Arena Legal Battle: City and opposition spend hundreds of thousands

Cost of Downtown Arena Battle

EL PASO, Texas - - How much is the battle over the Downtown arena costing the City of El Paso and its opponents?

ABC-7 learned Houston billionaire oilman J.P. Bryan is at least one of historian Max Grossman's financial backers in the effort to save Duranguito.

With Bryan's help, Grossman hired the firm of Harriet O'Neill Law, as well as Kuhn, Hobbs PLLC Appeals and Advanced Motions and El Paso's Ainsa Hutson Hester and Cruz.

Grossman's legal fees, requested as part of court documents, state he was seeking $130,745 in relief for attorney's fees, another $75,000 dollars if the city files an unsuccessful appeal and an additional $20,000 if his side has to respond to the Texas Supreme Court.

Grossman would only say this about the legal fees: "A first rate legal team, the best money can buy, is expensive." He had no comment when asked how much of that $130,745 in legal bills Bryan is paying.

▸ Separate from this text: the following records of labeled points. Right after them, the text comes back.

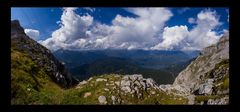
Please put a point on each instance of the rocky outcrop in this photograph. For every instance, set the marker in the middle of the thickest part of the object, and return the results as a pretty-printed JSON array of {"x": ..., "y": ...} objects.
[
  {"x": 128, "y": 89},
  {"x": 41, "y": 55},
  {"x": 207, "y": 75}
]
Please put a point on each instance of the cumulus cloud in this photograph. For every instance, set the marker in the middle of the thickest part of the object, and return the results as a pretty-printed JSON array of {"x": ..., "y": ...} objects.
[
  {"x": 202, "y": 35},
  {"x": 146, "y": 31},
  {"x": 78, "y": 32},
  {"x": 73, "y": 27},
  {"x": 172, "y": 37},
  {"x": 181, "y": 11},
  {"x": 32, "y": 33},
  {"x": 191, "y": 20},
  {"x": 90, "y": 9}
]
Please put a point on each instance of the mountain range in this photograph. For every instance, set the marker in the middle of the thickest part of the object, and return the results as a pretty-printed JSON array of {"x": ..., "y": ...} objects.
[
  {"x": 150, "y": 63},
  {"x": 39, "y": 78}
]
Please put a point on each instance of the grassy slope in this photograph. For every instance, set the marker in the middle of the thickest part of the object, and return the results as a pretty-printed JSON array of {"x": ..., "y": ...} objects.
[{"x": 31, "y": 85}]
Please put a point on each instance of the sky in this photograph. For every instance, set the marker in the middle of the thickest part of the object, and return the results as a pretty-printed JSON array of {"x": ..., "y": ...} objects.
[{"x": 148, "y": 28}]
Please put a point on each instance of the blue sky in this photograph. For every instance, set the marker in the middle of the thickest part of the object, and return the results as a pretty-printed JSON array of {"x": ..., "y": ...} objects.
[{"x": 101, "y": 29}]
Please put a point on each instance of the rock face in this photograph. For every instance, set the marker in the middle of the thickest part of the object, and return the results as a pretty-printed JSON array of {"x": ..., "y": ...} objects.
[
  {"x": 208, "y": 74},
  {"x": 102, "y": 100},
  {"x": 134, "y": 84},
  {"x": 41, "y": 55}
]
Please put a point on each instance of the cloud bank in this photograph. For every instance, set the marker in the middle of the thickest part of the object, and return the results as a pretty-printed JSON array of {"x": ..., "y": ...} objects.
[
  {"x": 147, "y": 31},
  {"x": 34, "y": 34}
]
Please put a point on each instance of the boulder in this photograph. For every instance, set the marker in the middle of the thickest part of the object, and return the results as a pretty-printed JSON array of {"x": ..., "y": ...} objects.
[
  {"x": 101, "y": 79},
  {"x": 102, "y": 100},
  {"x": 87, "y": 94}
]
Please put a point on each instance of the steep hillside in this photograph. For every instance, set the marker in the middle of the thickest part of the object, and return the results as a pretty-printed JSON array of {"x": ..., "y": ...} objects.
[
  {"x": 120, "y": 66},
  {"x": 33, "y": 69},
  {"x": 207, "y": 77}
]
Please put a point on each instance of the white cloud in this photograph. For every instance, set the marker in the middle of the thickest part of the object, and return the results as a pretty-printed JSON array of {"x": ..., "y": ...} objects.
[
  {"x": 90, "y": 9},
  {"x": 78, "y": 32},
  {"x": 191, "y": 20},
  {"x": 182, "y": 10},
  {"x": 34, "y": 34},
  {"x": 146, "y": 31},
  {"x": 202, "y": 35},
  {"x": 73, "y": 27},
  {"x": 172, "y": 37}
]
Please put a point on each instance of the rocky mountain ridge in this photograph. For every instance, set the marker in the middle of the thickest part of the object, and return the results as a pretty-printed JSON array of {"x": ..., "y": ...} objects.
[
  {"x": 41, "y": 55},
  {"x": 37, "y": 77}
]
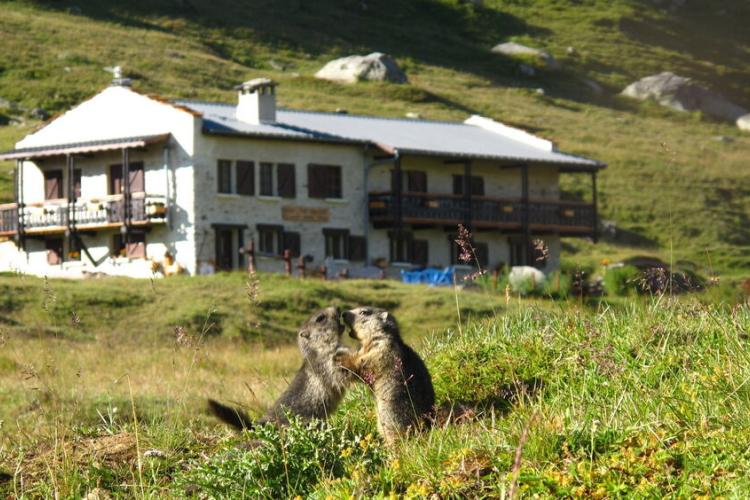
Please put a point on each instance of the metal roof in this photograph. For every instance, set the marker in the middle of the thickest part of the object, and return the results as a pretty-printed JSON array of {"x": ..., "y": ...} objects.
[
  {"x": 83, "y": 147},
  {"x": 408, "y": 136}
]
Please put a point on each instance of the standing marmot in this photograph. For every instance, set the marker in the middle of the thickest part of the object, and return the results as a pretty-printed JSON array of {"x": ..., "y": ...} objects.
[
  {"x": 318, "y": 386},
  {"x": 397, "y": 375}
]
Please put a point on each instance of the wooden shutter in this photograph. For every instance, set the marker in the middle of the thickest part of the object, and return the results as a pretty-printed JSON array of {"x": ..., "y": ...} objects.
[
  {"x": 357, "y": 248},
  {"x": 416, "y": 181},
  {"x": 136, "y": 246},
  {"x": 224, "y": 176},
  {"x": 481, "y": 250},
  {"x": 420, "y": 252},
  {"x": 54, "y": 251},
  {"x": 115, "y": 179},
  {"x": 292, "y": 242},
  {"x": 245, "y": 177},
  {"x": 77, "y": 183},
  {"x": 53, "y": 185},
  {"x": 135, "y": 177},
  {"x": 266, "y": 179},
  {"x": 477, "y": 186},
  {"x": 286, "y": 180},
  {"x": 458, "y": 184},
  {"x": 315, "y": 182}
]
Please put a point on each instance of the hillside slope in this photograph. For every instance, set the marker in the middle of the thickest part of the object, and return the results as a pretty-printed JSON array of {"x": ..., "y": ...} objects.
[{"x": 670, "y": 183}]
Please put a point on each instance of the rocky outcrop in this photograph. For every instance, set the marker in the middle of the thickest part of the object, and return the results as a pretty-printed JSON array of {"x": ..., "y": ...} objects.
[
  {"x": 683, "y": 94},
  {"x": 351, "y": 69},
  {"x": 513, "y": 49}
]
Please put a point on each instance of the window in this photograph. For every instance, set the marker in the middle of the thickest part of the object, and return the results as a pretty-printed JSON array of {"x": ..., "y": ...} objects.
[
  {"x": 337, "y": 243},
  {"x": 477, "y": 185},
  {"x": 54, "y": 250},
  {"x": 77, "y": 183},
  {"x": 412, "y": 181},
  {"x": 53, "y": 185},
  {"x": 480, "y": 254},
  {"x": 292, "y": 243},
  {"x": 270, "y": 239},
  {"x": 324, "y": 181},
  {"x": 286, "y": 180},
  {"x": 266, "y": 179},
  {"x": 357, "y": 248},
  {"x": 245, "y": 171},
  {"x": 132, "y": 248},
  {"x": 224, "y": 176},
  {"x": 135, "y": 176}
]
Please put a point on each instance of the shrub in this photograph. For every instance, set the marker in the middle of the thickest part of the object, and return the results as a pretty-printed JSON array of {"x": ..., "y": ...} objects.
[
  {"x": 621, "y": 280},
  {"x": 282, "y": 462}
]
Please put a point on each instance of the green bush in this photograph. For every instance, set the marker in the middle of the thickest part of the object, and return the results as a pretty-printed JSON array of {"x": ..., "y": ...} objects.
[
  {"x": 622, "y": 280},
  {"x": 282, "y": 462}
]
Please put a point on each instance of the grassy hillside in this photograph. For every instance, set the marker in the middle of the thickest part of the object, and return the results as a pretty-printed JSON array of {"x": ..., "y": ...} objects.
[
  {"x": 644, "y": 398},
  {"x": 671, "y": 186}
]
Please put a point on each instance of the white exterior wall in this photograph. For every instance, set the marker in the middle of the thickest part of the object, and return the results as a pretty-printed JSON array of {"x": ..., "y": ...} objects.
[
  {"x": 118, "y": 112},
  {"x": 213, "y": 207}
]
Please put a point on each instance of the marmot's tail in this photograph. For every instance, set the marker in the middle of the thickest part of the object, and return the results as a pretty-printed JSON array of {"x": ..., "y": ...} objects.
[{"x": 232, "y": 416}]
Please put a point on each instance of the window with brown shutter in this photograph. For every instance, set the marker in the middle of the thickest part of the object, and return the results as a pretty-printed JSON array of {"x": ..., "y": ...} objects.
[
  {"x": 324, "y": 181},
  {"x": 270, "y": 239},
  {"x": 115, "y": 179},
  {"x": 292, "y": 242},
  {"x": 477, "y": 185},
  {"x": 420, "y": 252},
  {"x": 77, "y": 183},
  {"x": 286, "y": 180},
  {"x": 357, "y": 248},
  {"x": 53, "y": 185},
  {"x": 245, "y": 177},
  {"x": 137, "y": 182},
  {"x": 54, "y": 251},
  {"x": 337, "y": 243},
  {"x": 224, "y": 176},
  {"x": 266, "y": 179}
]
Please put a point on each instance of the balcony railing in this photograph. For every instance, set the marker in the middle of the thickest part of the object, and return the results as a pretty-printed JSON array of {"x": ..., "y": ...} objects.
[
  {"x": 93, "y": 214},
  {"x": 485, "y": 212}
]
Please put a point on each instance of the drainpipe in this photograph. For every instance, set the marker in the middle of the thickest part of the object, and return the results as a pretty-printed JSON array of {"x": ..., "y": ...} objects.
[{"x": 368, "y": 165}]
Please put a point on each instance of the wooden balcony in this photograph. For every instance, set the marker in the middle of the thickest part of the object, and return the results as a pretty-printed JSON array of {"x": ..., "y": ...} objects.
[
  {"x": 567, "y": 218},
  {"x": 87, "y": 214}
]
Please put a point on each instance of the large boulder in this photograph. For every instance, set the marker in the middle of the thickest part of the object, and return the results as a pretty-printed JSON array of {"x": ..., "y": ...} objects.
[
  {"x": 351, "y": 69},
  {"x": 681, "y": 93},
  {"x": 513, "y": 49},
  {"x": 743, "y": 122}
]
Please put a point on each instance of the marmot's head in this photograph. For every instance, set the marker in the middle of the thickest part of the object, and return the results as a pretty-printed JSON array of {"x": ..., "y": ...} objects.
[
  {"x": 321, "y": 333},
  {"x": 369, "y": 323}
]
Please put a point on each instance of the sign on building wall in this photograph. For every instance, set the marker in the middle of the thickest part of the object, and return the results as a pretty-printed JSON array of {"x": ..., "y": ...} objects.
[{"x": 296, "y": 213}]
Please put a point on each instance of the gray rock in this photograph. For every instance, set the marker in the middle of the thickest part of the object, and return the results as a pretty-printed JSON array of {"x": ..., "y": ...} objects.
[
  {"x": 39, "y": 114},
  {"x": 514, "y": 49},
  {"x": 376, "y": 66},
  {"x": 683, "y": 94}
]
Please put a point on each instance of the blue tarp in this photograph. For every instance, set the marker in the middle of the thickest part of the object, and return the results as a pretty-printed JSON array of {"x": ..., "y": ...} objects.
[{"x": 429, "y": 276}]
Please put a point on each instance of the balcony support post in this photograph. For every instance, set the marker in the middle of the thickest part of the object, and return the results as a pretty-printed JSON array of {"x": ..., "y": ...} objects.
[
  {"x": 397, "y": 194},
  {"x": 19, "y": 205},
  {"x": 467, "y": 195},
  {"x": 125, "y": 229},
  {"x": 526, "y": 215},
  {"x": 595, "y": 231}
]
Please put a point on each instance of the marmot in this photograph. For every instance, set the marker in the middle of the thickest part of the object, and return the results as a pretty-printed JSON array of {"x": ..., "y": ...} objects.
[
  {"x": 397, "y": 375},
  {"x": 318, "y": 386}
]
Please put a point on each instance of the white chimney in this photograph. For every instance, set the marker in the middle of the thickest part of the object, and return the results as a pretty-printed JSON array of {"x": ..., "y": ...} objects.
[{"x": 257, "y": 101}]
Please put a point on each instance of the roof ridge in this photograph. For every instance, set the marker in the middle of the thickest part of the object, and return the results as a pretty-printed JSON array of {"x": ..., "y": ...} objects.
[{"x": 333, "y": 113}]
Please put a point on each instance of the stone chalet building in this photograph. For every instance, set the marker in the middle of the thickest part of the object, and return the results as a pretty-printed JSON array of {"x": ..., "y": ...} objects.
[{"x": 123, "y": 178}]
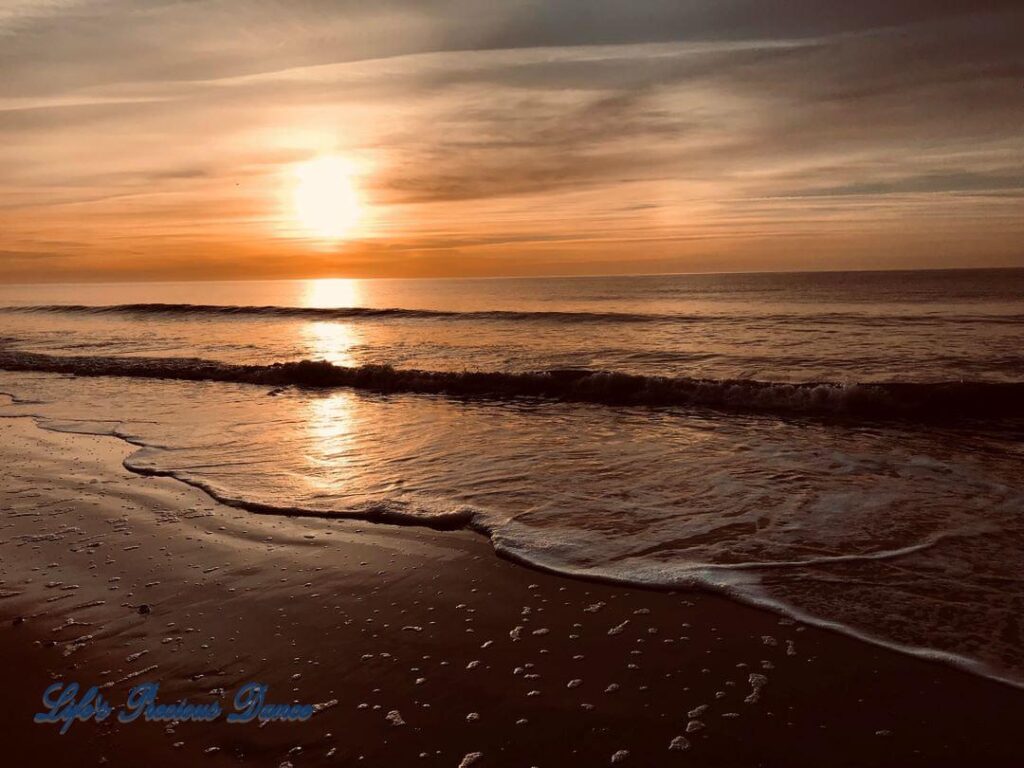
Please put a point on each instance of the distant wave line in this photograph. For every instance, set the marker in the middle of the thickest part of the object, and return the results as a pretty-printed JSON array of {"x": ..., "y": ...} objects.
[
  {"x": 228, "y": 311},
  {"x": 939, "y": 401}
]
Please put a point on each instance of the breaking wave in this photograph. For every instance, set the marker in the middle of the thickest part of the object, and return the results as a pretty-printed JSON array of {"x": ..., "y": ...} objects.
[{"x": 941, "y": 401}]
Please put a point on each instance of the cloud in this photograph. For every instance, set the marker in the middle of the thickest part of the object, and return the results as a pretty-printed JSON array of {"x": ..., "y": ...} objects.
[{"x": 501, "y": 125}]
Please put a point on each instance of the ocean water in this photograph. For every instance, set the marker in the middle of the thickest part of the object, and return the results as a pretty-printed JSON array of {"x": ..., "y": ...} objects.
[{"x": 843, "y": 448}]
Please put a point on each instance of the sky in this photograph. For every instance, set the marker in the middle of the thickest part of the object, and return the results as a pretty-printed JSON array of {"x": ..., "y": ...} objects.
[{"x": 164, "y": 139}]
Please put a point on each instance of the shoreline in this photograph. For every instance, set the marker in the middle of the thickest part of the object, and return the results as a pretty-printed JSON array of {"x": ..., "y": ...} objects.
[
  {"x": 463, "y": 520},
  {"x": 80, "y": 528}
]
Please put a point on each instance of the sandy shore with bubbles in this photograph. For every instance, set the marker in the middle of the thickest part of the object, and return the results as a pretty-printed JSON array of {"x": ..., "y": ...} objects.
[{"x": 419, "y": 647}]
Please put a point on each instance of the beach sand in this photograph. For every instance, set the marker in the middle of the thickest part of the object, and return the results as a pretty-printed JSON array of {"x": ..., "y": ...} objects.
[{"x": 476, "y": 654}]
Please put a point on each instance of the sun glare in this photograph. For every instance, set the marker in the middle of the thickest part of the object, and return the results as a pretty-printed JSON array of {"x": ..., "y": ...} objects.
[{"x": 325, "y": 197}]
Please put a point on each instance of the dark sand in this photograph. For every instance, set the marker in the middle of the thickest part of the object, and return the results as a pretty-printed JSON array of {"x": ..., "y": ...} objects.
[{"x": 372, "y": 619}]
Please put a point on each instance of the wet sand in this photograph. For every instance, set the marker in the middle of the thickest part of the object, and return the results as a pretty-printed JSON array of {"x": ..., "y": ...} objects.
[{"x": 475, "y": 654}]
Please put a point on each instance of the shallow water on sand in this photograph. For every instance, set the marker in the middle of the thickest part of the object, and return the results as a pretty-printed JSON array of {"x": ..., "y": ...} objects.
[{"x": 902, "y": 523}]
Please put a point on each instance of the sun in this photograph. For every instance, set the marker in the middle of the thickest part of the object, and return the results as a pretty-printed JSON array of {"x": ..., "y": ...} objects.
[{"x": 325, "y": 198}]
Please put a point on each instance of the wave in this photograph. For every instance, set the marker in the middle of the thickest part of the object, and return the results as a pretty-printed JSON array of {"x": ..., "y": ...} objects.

What about the other side?

The City Attorney was not available for comment but ABC-7 did receive an email from City officials about the City's legal fees stating: "The total billed so far is approximately $255,000 dollars. But there will be more because this does not take us through the judgment."

The City hired the law firm of Alexander Dubose Jefferson Townsend. In addition the City retained the firm Denton Navarro Rocha Bernal Hyde and Zech, as well as one of the top firms in the country in Norton Rose Fulbright.

The City also assigned an assistant City attorney to the case. In all, three different law firms and a City attorney have been used, with a grand total of 17 attorneys and/or paralegals, etc., in all.

Mayor Dee Margo told ABC-7 this about the more than quarter of a million in legal fees: "Grossman and his litigation has cost the City probably six new police cars so far ... I think that's an abomination and that's wrong on his part."

The judge, in her ruling, denied any relief for either side when it came to those hefty attorney fees.

Despite having Bryan to foot at least part of the bill, Grossman's legal team states in a recent court filing, trying to convince the judge to clarify her ruling and avoid an appeal: "This lawsuit has become a very expensive endeavor for an individual citizen of modest means."